Despite what the publish date says for this entry, this was written on the 16th of July. There have been more than a few hiccups moving from Holland back home to the green and pleasant hills of Exmoor.

My bike and TV stayed in holland with a friend, the cost of transport being too great. EasyJet lost one of my bags. Fedex forgot to put a "Do not X-Ray" sticker on my PC, apparantly wiping the BIOS, rendering the machine useless. Upgrading wouldn't have been such a problem if it weren't for those green and pleasant hills putting me 40 minutes away from the closest tech shop - and unfortunately, that's PC World; the AOL of computer retailers.

I should really order online, right? Sadly, those pleasantly green hills have done it again, putting us in a mobile phone and broadband blackspot. We can't currently even sustain a modem connection without a pleasant breeze knocking us offline.
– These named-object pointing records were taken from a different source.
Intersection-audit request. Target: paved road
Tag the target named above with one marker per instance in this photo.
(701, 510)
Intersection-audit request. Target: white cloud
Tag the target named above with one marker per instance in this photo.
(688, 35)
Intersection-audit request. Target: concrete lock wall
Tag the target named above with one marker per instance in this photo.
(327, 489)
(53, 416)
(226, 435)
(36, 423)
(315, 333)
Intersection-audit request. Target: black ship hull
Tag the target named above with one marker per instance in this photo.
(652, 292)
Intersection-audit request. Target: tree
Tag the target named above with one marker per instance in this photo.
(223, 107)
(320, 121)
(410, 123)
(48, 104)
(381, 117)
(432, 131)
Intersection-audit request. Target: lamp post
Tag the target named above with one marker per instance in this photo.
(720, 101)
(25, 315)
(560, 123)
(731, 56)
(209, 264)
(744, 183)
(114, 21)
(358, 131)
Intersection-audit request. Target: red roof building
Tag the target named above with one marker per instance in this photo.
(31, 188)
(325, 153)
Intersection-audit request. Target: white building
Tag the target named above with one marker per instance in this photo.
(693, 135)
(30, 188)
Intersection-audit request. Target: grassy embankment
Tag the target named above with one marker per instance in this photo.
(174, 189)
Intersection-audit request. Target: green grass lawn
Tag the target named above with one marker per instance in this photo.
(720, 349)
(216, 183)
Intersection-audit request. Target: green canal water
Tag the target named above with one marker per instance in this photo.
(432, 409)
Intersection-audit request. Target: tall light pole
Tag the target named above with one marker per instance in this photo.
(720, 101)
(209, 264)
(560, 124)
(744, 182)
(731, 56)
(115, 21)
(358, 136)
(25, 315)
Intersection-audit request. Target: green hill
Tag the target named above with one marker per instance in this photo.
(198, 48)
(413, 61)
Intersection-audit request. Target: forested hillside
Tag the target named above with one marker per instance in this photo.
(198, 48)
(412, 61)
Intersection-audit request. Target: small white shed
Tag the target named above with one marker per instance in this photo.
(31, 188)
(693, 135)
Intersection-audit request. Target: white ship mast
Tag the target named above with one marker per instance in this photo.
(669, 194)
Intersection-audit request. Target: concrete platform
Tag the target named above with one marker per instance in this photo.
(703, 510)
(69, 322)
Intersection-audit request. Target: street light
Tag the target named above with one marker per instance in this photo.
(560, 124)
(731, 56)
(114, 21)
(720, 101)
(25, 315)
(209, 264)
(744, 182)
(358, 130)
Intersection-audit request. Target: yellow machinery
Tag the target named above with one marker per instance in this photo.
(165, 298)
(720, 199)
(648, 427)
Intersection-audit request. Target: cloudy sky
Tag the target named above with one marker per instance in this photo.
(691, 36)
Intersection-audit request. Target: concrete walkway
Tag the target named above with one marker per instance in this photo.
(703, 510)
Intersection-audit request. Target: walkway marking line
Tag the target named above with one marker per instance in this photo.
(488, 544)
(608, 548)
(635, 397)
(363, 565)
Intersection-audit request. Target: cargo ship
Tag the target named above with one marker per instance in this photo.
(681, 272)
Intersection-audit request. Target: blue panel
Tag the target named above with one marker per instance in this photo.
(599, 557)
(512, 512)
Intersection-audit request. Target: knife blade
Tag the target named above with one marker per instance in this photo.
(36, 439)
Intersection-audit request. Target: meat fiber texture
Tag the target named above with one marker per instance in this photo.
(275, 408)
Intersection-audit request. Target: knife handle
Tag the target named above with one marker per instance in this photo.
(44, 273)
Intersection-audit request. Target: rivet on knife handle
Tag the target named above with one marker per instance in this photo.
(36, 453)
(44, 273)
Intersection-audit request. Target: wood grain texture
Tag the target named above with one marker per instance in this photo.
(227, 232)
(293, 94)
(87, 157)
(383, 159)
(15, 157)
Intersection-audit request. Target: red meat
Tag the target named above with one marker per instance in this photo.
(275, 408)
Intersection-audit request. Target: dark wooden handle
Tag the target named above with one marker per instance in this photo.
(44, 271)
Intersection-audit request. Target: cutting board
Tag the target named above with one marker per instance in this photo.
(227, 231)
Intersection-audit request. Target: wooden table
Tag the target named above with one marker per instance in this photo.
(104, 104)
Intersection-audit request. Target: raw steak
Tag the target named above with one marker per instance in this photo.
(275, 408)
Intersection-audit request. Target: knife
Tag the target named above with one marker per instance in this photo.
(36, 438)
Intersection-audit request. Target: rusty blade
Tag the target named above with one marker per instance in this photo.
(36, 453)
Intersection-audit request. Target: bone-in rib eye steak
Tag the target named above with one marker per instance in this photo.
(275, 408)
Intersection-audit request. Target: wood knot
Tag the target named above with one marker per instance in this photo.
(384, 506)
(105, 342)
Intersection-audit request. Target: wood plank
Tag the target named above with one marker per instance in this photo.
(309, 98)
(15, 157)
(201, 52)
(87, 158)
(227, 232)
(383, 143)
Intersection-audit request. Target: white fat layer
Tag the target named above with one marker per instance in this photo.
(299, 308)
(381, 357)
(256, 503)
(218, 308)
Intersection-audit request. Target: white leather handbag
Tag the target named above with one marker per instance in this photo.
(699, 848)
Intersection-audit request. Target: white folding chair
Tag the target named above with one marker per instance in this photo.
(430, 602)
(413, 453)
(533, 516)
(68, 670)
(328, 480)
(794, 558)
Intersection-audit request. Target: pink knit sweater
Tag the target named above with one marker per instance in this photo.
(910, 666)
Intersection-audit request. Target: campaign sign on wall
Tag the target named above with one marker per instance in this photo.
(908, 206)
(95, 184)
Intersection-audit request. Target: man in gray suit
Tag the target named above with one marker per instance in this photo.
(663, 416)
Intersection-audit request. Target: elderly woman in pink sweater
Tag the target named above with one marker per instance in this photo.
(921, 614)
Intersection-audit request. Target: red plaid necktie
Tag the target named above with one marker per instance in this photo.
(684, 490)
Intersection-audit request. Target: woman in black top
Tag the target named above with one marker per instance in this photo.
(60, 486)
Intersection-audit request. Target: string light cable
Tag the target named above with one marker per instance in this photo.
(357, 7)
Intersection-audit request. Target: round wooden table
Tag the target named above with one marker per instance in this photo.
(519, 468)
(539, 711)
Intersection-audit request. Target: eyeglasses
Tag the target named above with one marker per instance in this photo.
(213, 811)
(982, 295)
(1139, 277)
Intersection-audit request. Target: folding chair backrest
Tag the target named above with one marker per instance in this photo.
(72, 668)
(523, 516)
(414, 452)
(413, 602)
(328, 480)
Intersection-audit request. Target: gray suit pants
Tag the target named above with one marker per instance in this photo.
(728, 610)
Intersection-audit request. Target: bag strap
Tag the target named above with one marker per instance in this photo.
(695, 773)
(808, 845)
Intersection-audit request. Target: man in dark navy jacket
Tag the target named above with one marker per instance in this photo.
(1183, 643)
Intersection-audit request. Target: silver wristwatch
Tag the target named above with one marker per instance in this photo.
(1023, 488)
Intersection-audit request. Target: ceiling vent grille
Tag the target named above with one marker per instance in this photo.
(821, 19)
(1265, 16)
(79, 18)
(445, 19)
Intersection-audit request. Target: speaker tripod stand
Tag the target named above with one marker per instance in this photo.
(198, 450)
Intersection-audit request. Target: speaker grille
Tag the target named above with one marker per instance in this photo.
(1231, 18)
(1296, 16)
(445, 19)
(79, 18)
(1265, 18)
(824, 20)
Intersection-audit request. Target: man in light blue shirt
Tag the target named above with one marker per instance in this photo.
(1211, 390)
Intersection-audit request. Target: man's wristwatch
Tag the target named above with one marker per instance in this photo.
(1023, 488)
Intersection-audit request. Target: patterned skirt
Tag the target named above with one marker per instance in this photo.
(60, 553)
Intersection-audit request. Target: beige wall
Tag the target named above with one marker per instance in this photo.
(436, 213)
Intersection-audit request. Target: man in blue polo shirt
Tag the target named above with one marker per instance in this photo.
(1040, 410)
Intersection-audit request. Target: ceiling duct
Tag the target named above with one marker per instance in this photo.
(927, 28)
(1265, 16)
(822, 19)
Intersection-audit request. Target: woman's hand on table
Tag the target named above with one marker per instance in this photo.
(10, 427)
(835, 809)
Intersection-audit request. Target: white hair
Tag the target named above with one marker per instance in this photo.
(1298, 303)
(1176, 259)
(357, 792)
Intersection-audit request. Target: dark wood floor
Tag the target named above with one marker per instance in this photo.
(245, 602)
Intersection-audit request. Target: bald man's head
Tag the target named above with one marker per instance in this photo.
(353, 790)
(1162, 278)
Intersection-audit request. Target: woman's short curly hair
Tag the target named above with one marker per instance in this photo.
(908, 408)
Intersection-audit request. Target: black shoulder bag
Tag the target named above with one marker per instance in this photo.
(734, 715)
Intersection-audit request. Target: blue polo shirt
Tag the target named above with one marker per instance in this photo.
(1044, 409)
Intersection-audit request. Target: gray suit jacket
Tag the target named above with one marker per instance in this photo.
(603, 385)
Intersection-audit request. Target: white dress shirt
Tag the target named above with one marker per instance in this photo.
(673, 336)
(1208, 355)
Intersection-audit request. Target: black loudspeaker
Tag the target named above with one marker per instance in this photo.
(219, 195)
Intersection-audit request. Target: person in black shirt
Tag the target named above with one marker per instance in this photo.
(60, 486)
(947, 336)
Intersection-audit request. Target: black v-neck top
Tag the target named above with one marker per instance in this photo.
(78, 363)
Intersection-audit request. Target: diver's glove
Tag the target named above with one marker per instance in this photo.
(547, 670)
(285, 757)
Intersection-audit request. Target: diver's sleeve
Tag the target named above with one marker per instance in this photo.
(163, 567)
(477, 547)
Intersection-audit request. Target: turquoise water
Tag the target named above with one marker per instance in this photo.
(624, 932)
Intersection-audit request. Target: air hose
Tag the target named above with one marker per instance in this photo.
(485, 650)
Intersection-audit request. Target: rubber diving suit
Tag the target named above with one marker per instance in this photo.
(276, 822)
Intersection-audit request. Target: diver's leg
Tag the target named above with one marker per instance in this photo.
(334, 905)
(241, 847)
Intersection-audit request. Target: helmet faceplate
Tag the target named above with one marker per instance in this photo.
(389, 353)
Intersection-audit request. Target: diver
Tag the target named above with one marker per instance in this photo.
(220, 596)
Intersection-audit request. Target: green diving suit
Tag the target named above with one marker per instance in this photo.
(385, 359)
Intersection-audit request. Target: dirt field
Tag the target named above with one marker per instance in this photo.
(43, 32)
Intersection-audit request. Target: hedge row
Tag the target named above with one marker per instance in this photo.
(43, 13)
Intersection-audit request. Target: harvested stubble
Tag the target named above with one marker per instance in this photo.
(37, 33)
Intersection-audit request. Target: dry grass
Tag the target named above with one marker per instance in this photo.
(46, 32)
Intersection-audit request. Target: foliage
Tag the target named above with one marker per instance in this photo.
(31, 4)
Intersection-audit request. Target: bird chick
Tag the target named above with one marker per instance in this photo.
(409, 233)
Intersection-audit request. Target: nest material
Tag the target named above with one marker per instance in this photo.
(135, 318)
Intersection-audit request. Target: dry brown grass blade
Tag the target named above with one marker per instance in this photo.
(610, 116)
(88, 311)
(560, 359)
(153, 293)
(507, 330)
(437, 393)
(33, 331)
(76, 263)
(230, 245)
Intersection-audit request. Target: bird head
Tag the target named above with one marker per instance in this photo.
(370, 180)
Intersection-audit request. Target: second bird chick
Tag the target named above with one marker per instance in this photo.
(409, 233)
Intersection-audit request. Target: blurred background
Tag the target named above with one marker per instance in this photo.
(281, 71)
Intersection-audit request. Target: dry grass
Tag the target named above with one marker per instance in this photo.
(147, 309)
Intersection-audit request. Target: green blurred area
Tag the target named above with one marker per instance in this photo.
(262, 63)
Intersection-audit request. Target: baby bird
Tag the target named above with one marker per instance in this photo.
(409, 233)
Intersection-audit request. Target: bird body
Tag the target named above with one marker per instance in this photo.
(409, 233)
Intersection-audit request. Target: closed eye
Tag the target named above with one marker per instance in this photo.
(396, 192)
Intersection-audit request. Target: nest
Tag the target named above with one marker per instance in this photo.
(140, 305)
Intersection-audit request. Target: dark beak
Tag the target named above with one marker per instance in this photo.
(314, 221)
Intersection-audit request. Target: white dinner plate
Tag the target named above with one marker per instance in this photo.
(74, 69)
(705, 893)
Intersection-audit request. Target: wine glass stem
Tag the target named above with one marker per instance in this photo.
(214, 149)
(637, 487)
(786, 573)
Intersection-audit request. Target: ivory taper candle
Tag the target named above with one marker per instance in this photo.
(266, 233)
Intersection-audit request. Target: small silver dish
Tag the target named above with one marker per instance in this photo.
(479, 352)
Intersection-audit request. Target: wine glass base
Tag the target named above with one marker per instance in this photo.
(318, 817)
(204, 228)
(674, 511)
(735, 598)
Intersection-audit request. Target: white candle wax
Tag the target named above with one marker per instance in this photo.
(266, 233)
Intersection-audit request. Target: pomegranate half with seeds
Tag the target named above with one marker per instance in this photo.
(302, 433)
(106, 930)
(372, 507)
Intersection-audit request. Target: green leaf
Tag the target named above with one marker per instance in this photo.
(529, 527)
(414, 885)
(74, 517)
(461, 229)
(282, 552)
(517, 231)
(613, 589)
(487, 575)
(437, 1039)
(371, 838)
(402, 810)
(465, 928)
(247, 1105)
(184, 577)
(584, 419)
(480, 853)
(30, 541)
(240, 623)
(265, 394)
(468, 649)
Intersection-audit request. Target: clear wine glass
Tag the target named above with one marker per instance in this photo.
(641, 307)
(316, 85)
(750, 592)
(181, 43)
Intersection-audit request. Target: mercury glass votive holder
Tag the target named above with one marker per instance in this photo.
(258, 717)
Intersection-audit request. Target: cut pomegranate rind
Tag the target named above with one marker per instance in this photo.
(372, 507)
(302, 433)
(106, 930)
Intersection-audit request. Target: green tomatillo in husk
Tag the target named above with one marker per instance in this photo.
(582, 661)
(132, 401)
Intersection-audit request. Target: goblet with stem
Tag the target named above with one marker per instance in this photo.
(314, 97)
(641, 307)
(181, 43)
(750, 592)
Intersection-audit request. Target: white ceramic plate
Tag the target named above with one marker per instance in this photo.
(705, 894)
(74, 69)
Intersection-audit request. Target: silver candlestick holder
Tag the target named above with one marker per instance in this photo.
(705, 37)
I guess that this is the first lesson of many. I had assumed that it'd be rather easy to sit down and get on with development of the game. For Tommy, it's been pretty much fine, but for myself, everything that could go wrong did go wrong. No computer, no net connection, no shops nearby, and thanks to fuel prices, limited transport.

Since we knew we'd be working remotely (myself in England, Tommy in the US), we made sure that all our tools were net friendly. We have a wiki for our design document, and for sharing information. We have e-mail, skype, and MSN for communication. We have Subversion for our code version control. But all these tools don't mean a thing if you don't have an environment where you can just sit down and work - work without distractions, without hindrance.

That's the take-away from this post. If you're starting a work intensive project, your first priority is to figure out a realistic actionable plan to find and sustain a working environment.

Wow, this is the most obvious shit ever. Less obvious stuff, more often... that's the ticket, bez.